Gesù in sinagoga: la Liberazione dal quietismo
(Lc 4,31-37)
Nel terzo Vangelo i primi ‘segni’ del Signore sono il tranquillo scampare alle minacce di morte [agitate dalla sua gente!] e la guarigione del posseduto.
In tale modo di narrare la vicenda di Gesù, Lc indica le priorità che le sue comunità vivevano: anzitutto, bisognava sospendere le lotte intime, inculcate dalla tradizione giudaizzante e dal suo “saper stare al mondo”.
Nel paesino cocciuto e conformista di Nazaret il Maestro non riesce a comunicare la sua novità, e si vede costretto a cambiare residenza.
Non si rassegna, anzi: Cafarnao era all’incrocio di strade importanti, il che facilitava contatti e divulgazione.
Fra persone di tutti i ceti, il Figlio di Dio desiderava creare una coscienza fortemente critica verso le dottrine omologate dei capi religiosi.
Egli non citava meccanicamente gl’insegnamenti - modesti - delle autorità, ma partiva dalla sua esperienza di vita e dal rapporto vivo col Padre.
Così creava menti sgombre e un fremito inconsueto, non riduttivo; che mirava a far raggiungere un livello superiore alle anime vessate dalla mentalità automatica del quieto vivere.
Il Maestro ancora oggi fronteggia il potere che riduce le persone in una condizione senza originalità, allergica alle differenze.
Nel Vangelo, la persona che d’improvviso fa scintille era da sempre un tranquillo frequentatore di assemblea, che stancamente trascinava la sua vita spirituale in piccoli ambiti senza colore, privi di largo respiro e ritmo.
Ma la Parola del Signore ha in sé una carica reale: la forza della beatitudine del vivere, del creare, dell’amare in verità - che non odia le caratteristiche eccentriche.
Dove giunge tale Appello vengono smascherati e saltano fuori dalle tane tutti i demoni che non t’aspetti.
Chi incontra Cristo è rovesciato; vede le sue certezze buttate all’aria.

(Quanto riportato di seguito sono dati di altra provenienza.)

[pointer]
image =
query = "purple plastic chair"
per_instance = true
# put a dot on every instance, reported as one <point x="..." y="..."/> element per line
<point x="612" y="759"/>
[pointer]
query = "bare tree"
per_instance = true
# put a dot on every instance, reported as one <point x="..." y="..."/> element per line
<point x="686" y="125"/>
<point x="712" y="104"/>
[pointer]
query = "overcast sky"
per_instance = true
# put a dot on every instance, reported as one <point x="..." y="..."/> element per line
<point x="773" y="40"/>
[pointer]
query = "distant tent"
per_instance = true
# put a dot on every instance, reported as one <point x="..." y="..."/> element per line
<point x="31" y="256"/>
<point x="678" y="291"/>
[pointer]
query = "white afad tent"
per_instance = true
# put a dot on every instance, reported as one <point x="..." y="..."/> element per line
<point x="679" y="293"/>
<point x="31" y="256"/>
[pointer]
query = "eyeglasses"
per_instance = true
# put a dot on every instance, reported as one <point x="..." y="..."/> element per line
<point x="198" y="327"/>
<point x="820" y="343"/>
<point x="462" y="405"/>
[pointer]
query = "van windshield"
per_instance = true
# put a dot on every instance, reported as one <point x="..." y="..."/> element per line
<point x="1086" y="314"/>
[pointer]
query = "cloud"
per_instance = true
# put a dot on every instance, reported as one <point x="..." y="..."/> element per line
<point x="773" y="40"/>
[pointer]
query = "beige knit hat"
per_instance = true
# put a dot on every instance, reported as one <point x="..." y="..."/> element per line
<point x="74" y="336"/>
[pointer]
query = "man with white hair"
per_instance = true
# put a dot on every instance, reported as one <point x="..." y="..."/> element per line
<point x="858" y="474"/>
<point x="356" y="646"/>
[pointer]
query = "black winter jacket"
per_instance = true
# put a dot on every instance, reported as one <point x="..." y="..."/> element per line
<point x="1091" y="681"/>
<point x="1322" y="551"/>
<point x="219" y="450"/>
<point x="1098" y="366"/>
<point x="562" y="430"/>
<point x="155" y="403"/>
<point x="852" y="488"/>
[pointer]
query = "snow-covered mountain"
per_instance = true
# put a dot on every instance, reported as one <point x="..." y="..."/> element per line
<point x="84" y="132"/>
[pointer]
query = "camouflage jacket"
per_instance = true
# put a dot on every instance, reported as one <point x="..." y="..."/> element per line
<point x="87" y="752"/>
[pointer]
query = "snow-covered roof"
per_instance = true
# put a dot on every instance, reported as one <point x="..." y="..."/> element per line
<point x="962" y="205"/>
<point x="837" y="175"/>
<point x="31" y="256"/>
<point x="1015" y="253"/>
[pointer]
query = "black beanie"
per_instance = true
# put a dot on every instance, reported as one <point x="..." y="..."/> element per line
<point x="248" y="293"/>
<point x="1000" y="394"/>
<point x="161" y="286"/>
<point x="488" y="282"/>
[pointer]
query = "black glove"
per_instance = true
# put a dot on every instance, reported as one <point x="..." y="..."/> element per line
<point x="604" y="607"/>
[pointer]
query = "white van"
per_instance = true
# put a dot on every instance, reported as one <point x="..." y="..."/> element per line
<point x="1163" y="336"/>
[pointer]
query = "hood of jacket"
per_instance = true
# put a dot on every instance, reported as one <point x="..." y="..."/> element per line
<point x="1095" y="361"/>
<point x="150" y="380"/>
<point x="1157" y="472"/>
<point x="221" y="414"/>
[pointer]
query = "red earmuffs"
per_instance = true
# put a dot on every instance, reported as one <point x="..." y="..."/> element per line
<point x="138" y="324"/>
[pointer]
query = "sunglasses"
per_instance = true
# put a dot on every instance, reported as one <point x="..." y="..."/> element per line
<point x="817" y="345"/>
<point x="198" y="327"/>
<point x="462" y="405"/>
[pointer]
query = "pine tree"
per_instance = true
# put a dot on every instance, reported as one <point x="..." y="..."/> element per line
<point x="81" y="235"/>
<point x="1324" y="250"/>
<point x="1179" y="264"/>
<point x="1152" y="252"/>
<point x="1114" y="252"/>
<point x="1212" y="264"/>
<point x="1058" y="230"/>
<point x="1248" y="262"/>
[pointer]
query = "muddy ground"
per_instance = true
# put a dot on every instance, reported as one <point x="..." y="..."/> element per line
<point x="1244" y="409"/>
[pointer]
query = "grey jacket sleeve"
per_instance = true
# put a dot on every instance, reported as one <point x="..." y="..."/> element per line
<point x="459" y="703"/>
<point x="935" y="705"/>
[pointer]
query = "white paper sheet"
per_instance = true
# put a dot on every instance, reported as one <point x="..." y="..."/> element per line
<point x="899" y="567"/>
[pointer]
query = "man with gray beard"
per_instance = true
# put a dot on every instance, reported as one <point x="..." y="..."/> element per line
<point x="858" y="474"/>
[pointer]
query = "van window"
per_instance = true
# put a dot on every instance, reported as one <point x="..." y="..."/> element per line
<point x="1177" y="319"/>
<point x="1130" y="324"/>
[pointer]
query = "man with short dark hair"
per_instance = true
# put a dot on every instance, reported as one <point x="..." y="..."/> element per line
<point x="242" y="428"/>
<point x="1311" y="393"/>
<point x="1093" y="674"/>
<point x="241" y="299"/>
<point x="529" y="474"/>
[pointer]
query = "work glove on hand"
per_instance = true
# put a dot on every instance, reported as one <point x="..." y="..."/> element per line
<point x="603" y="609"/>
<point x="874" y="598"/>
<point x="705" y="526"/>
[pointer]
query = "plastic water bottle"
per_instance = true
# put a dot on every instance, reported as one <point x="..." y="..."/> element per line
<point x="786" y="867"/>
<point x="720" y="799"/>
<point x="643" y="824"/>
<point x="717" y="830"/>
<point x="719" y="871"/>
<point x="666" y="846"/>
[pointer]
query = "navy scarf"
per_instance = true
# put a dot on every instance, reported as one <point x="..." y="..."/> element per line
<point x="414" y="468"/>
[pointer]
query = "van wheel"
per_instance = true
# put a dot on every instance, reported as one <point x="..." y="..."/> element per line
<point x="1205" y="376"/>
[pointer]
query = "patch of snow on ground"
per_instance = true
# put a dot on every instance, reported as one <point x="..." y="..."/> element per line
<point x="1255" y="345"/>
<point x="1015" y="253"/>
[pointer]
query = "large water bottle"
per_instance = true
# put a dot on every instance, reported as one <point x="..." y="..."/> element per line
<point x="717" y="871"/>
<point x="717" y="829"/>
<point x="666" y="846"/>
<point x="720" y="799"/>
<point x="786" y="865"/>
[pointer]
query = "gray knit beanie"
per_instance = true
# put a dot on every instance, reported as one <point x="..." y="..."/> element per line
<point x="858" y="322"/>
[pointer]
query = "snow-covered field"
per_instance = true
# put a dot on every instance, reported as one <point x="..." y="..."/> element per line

Rivolgimento che consente alle sfaccettature celate o represse di fare la loro parte - anche se non sono “come dovrebbero essere”.
Insomma, il Vangelo invita ad accogliere tutto ciò che c’è in noi, così com’è, non attenuato; moltiplicando le energie - perché dentro si annida il meglio della nostra Chiamata alla personale Missione.
In Cristo, i nostri poliedrici volti [pur contraddittori] possono scendere in campo insieme, senza più reprimere i territori preziosi dell’anima, dell’essenza, del carattere; di un’altra persuasione - anche lontana o irripetibilmente singolare.
L’habitué delle assemblee viene sì scomodato e interpellato, ma non permane abulico; anzi, fa un progresso vistoso dall’esistenza assopita e rituale - piegata, ripetitiva, spenta e finta.
È liberato faccia a faccia da tutti i luoghi comuni che prima lo tenevano buono, soggiogato e a guinzaglio.
Persino attraverso una protesta che rompe l’apatia, il Richiamo divino ci costringe a una vita da salvati, di nuova testimonianza che sembrava impossibile.
Ora non più in disparte, ma in mezzo alla gente (v.35), nello stupore d’una Felicità profonda, personale, inattesa.
Differenza tra religiosità comune e Fede viva.